Павел начал было и осёкся, замер, заметив, что Григорий сейчас смотрит не на него. Мимо Колычева, в угол, наверх и на лице у него – плавала непонятная для Колычева усмешка:
– Да я не вам, – проговорил Григорий, медленно, старательно смотря мимо Колычева, под потолок. – Ваше «Нахрена» мне почему-то очень и очень не интересно. Знания, ну как же, да... Обман да мучительство, пособие, как обмануть сильного и подчинить себе слабого. Сотни лет назад Лукавый искушал этим Спасителя, и ответ был дан ещё тогда. Всё, что от Нечистого – сначала пообещает дивный сад, а потом обратит в навоз. Я не вас спрашиваю.
Григорий поднял глаза, скосился – весьма выразительно, на полку по-над столом. Демон-сойка сидела там, опасливо косясь на людей большим жёлтым слезящимся глазом. Маленькая – она качалась, зацепившись когтями за край, ворочала рогатой, похожей на мышиную головой, то сжимала, то растягивала тонкие перепончатые крылья. Одно порвано – университетские вороны, должно быть, её догнали и потрепали. Григорий улыбнулся зверушке, сказал тихо и ласково:
– Я вот сейчас у неё спрашиваю. На хрена тебе, маленькая, за-ради чудаков летать, под клювы наших воронов подставляться? У нас семки есть...
– Ах ты!.. – Павел Колычев вспыхнул, лицо его залилось на миг вспышкой алого, дикого гнева.
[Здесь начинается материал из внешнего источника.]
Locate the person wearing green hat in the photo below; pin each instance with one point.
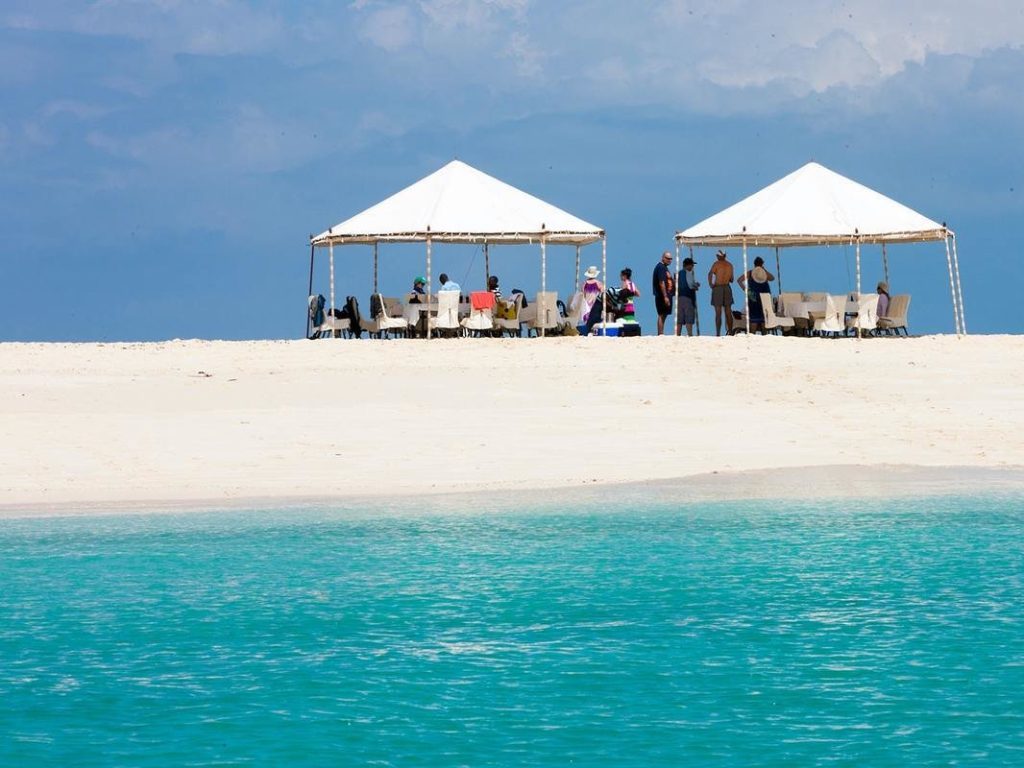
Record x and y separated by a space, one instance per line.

Трость с рапирой поднялась, стукнула глухо в его руках. Взлетела, как для удара. Тяжёлая деревянная трость. В жёлтых глазах сойки-демона мелькнул дикий, очень человеческий страх. Она забилась, взмахнула крыльями, пытаясь взлететь. Раненое крыло подвернулось, зверушку повело в воздухе, кругом – задев ряды бутылок на полке над окном. Тонкий хрустальный звон, треск и дребезжание разбитого стекла. Потом шипение, клуб чёрного, вонючего дыма и вой. Тяжёлый, низкий, почти слышимый вой. Банка чернил слетела и разбилась о стол, заливая знак куфра. Тот зашипел как живой и забился, разорванные линии загорелись, знак заорал – дико, до звона в ушах.
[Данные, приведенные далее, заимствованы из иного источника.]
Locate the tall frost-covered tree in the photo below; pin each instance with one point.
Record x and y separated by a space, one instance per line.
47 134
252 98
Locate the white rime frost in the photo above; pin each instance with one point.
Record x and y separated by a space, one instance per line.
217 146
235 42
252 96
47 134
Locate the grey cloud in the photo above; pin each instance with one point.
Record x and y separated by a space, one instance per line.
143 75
Григорий рванулся. С места, чувствуя, как спадает вызванный волшебством паралич. На Колычева, тот шатнулся, снова – потянул из трости рапирный клинок. Не успел. Старый Кондрат вдруг оказался прямо позади него, поднял и опустил тяжёлый кулак прямо на затылок бояричу.
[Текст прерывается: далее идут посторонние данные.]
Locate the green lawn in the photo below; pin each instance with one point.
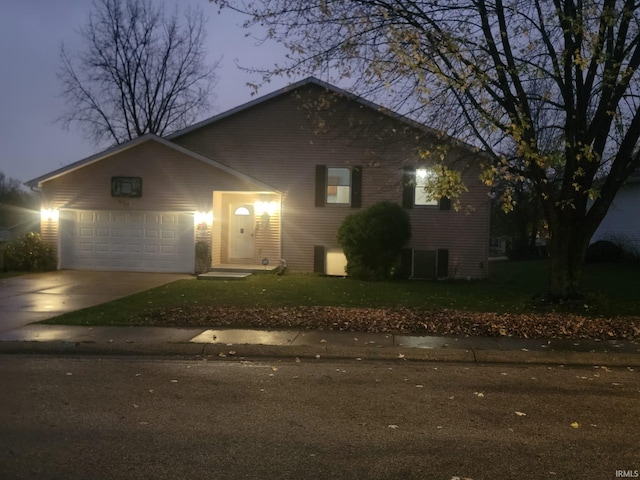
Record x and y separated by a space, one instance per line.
612 291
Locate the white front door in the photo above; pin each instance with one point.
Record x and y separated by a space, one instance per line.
241 234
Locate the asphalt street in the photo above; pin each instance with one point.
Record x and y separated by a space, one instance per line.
75 417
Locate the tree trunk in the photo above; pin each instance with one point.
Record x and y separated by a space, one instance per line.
567 250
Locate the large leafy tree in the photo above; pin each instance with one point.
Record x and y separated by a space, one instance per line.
548 88
140 71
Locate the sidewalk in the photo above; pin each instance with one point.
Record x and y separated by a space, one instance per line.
61 339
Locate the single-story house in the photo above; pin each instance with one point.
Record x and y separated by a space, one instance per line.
265 182
621 224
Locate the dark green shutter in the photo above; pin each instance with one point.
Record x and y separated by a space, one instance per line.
406 260
408 187
443 263
318 259
321 185
356 186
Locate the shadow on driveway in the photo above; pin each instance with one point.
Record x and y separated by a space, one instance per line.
35 297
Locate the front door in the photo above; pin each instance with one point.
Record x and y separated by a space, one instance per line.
241 234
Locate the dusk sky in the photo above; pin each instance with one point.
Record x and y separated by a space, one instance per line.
31 32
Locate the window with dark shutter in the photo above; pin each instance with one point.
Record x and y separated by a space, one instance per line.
321 183
318 259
В ушах прорезался звонкий голос Катерины, взревел наполовину дохлый демон из знака, страшным, похабным матом прошёлся старый Кондрат, шипя и срывая с себя зачарованную, с вышитым заклинанием рубашку. Григорий ударом ноги разбил чайник, и мышь-демон вылез на свет, сверкнул искрою, тоже ругаясь на всё разом. Шипя и искрясь, злобный – сразу накинулся, расплавил помятый чайник, опалил пламенем восмилучевой знак, разошёлся, принялся метаться по комнате, пепеля и выжигая всё, напоминающее чернокнижие. Сойка испуганно кричала и била крыльями в страхе, судорожно забиваясь в уголок потемней. Бардак улягся где-то спустя полчаса. Когда под бдительным руководством Катерины, огненный мышь пожог и перевёл в пепел всё, что было в кабинете хотя бы немного похоже на чёрную магию.
Судорожно орущего: «Мне положено, кровью клялись», – как потом ехидно перевела Катерина – демона прибили святым крестом, иконой и, для верности, кованными жилецкими сапогами. Потом Кондрат снова ругался, а Григорий стоял посреди кабинета как полный дурак, рылся, искал семечки – накормить и как-то успокоить верещащую в панике сойку. Та забилась в угол и шипела, как маленькая, жалобно и тонко крича.
– Да просто прибейте её. В джеханнаме этой погани много...
– Говорят, это не настоящий джеханнам. И какая бы не была – жалко, – ответил машинально Григорий.
Тут же – обернулся рывком. Узнал голос Павла Колычева, тот очнулся, встал на ноги, даже свой чёрный камзол успел отряхнуть. Разве что морщился жалобно всякий раз, когда из дома доносился азартный огненный треск – мышь-демон металась там, азартно, под руководством Катерины выжигая всё подозрительное.